Первые дни дети не отходили от него… То один, то другой, то третий просились к нему на ручки, Шаляпин вроде бы нехотя отнекивался, а потом вдруг подхватывал счастливчика, который с радостью взмывал вверх и водружался чаще всего на шее отца, вертелся по сторонам. Ох, до чего стало интереснее, так много можно было увидеть. И счастливы были все… Иола Игнатьевна давно уж не испытывала такого довольства: редко приходилось бывать вместе – гастроли, театры, знакомые, друзья много отнимали времени у Федора Ивановича. Да и когда оставался дома, то либо отдыхал, либо репетировал опять же с друзьями, с помощниками, с коллегами…
Конечно, она прежде всего интересовалась его здоровьем, она же знала, что в 36-летнем Шаляпине обнаружили излишки сахара; посоветовали строгий режим, диету. И когда они оставались одни, она чаще всего спрашивала о его самочувствии.
– Какое уж тут самочувствие, – уныло отвечал Шаляпин в первые же часы своего пребывания в Ратухине, когда немного улеглась радость от встречи с детьми, с домом, о котором так давно мечтал, – одна скука начинается: того нельзя, этого нельзя… Хотел к Горькому заехать, соскучился по старому другу да и вопросов много накопилось у меня в душе. Столько в жизни непонятного и противоречивого, самому, боюсь, не разобраться, но посоветовали врачи не откладывать курс лечения.
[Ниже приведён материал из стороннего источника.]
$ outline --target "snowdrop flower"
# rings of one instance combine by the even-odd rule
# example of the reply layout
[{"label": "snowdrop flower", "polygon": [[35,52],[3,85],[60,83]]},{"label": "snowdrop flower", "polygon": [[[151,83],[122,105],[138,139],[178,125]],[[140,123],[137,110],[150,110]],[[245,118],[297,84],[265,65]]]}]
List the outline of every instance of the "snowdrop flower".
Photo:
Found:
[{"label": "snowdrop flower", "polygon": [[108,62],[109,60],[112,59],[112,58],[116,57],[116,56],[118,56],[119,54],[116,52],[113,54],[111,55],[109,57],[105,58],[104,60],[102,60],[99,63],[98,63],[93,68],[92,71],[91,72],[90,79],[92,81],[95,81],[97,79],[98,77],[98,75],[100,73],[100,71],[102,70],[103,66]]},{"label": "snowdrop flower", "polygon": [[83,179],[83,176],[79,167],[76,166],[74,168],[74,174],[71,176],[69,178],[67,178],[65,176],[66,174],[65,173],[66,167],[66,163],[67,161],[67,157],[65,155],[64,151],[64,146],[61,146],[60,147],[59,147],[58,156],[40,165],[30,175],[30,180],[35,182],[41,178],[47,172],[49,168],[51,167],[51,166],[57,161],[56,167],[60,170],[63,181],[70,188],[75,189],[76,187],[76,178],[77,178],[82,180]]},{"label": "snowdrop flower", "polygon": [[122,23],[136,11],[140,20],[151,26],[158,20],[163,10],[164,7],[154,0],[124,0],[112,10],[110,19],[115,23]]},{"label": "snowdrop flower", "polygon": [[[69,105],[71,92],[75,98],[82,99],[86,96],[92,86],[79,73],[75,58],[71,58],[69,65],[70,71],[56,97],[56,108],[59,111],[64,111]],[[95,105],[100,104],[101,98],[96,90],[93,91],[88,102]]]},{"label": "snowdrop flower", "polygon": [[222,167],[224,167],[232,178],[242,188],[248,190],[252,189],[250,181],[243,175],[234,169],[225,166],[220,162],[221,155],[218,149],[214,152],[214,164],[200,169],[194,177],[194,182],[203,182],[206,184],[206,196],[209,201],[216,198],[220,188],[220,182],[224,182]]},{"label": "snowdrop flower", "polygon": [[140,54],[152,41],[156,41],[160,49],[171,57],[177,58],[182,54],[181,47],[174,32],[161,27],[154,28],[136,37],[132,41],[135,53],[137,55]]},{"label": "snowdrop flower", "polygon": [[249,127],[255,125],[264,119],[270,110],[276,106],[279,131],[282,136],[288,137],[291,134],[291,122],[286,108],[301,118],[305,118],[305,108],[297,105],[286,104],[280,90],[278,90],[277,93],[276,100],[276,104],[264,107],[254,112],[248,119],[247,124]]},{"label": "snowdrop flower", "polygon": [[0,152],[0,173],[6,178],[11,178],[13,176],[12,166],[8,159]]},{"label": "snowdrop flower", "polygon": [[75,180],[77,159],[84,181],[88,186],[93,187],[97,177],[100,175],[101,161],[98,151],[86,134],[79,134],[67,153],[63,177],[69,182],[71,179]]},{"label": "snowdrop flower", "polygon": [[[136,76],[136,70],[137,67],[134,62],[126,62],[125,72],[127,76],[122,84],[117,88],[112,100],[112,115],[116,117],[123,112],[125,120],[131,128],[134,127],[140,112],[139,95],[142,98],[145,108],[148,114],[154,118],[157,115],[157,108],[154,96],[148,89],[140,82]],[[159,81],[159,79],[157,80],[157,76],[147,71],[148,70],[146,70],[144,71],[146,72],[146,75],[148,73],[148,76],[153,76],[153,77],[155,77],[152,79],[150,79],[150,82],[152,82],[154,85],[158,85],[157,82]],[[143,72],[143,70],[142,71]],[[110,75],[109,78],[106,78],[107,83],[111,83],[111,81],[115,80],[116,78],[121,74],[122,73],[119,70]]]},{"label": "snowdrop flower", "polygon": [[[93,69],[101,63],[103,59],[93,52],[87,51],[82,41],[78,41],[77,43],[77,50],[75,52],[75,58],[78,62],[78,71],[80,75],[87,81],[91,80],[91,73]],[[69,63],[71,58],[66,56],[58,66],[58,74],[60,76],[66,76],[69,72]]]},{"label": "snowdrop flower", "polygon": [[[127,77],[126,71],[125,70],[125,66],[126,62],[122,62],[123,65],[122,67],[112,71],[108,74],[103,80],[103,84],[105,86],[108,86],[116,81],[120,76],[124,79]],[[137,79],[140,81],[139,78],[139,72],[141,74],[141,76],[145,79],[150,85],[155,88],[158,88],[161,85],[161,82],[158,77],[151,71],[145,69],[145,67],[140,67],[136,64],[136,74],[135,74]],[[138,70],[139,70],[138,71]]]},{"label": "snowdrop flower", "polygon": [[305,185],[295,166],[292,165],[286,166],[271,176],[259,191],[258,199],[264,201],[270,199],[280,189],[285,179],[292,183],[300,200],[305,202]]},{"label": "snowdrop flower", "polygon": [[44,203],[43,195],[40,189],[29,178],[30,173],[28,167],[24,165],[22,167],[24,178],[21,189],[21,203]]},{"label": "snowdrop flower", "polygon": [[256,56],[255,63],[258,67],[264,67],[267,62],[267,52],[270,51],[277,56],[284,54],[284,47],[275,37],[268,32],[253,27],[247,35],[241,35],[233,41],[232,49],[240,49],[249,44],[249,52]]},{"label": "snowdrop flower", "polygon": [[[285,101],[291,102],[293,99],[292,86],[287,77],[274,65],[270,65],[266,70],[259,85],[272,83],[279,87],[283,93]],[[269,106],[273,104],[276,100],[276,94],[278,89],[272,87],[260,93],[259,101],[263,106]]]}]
И ты знаешь, поехал я в Виттель.
– Знать-то знаю, но и только, ты ж не писал нам, вот и у меня много вопросов к тебе, Федя. – И столько любви и муки послышалось в ее голосе, что Шаляпин вздрогнул от неожиданности.
«Неужто она меня все еще любит?» – подумал он.
– Изнервился я, Иолочка, – вслух сказал Федор Иванович. – Измучился, боялся, что вообще не приду в себя… Столько забот, столько тревоги накопилось в душе, что никакой водой все это не вымоешь… Премного виноват я перед тобой, Иолочка, прости меня, окаянного, что не писал я тебе… Сейчас только и могу сказать, что вырвался на свободу, начинаю дышать более или менее свободно… Да и то как-то не верится, что освободился и могу быть себе хозяином хотя бы этот месяц в деревне… Работал без передышки, если не считать мое пребывание у Горького в прошлом году да плаванье на пароходах в обе Америки и обратно… Два с половиной года не отдыхал, изнервился и устал до того, что начинало уж мне казаться черт знает что: и то и се, что и голосу начинаю лишаться, к тому же и анализы были неблагоприятные.
– А что конкретно-то врачи тебе сказали? – строго спросила Иола.
– Анализ мочи показал, Иолочка, 1036 весу и ужасное количество мочевой кислоты. Кроме этого, нашлось 9 грамм на литр сахару, то есть почти один процент, это хотя и немного, но, во всяком случае, неприятно. Три недели строгого режима провел я в Виттеле…
– А какая там была погода? – продолжала расспрашивать Иола.
– Была и плохая, была и хорошая… В хорошую погоду все время гулял, вставал в шесть часов утра, до десяти гулял, пил пять стаканов воды, делал себе общий массаж с теплым душем. А в десять с половиной легонечко завтракал, потом, отдохнув немного, снова хожу то туда, то сюда пешком до шести вечера, при этом часа в четыре выпиваю еще, потом снова – два стакана.
Ложился спать часов в десять вечера. Представляешь? Мне, привыкшему совсем к другому образу жизни, приходилось ломать себя… Но ничего не поделаешь – терпел… Скучновато было, но зато сейчас я чувствую себя гораздо лучше, хоть снова в бой.
– Вижу, что ты похудел. Хорошо ли так-то?
– Да, похудел фунтов на десять. Да как бы не набрать за деревенский месяц-то снова. Пища-то больно хороша: парное молоко, яички, лепешки, ватрушки, пирожки… Ну да на рыбалку буду ходить, купаться, гулять по лугам будем все вместе, форму надо блюсти, а то опять беда, лишний вес, говорят, плохо для диабета…
– Федор! Поподробней расскажи о парижских гастролях… Я знаю, что принимали вас всех хорошо, тебя, конечно, в особенности, но что еще было… Ты же знаешь, как я люблю театр, но теперь мой театр – вот, твои дети…
В ее голосе Федор Иванович услышал и гордость матери, и тоску артистки, познавшей успех и теперь лишенной всего того, чем так манит сцена. И понял, что она ждет подробностей, которые так всегда неповторимы в каждой постановке и которые так всегда привлекают.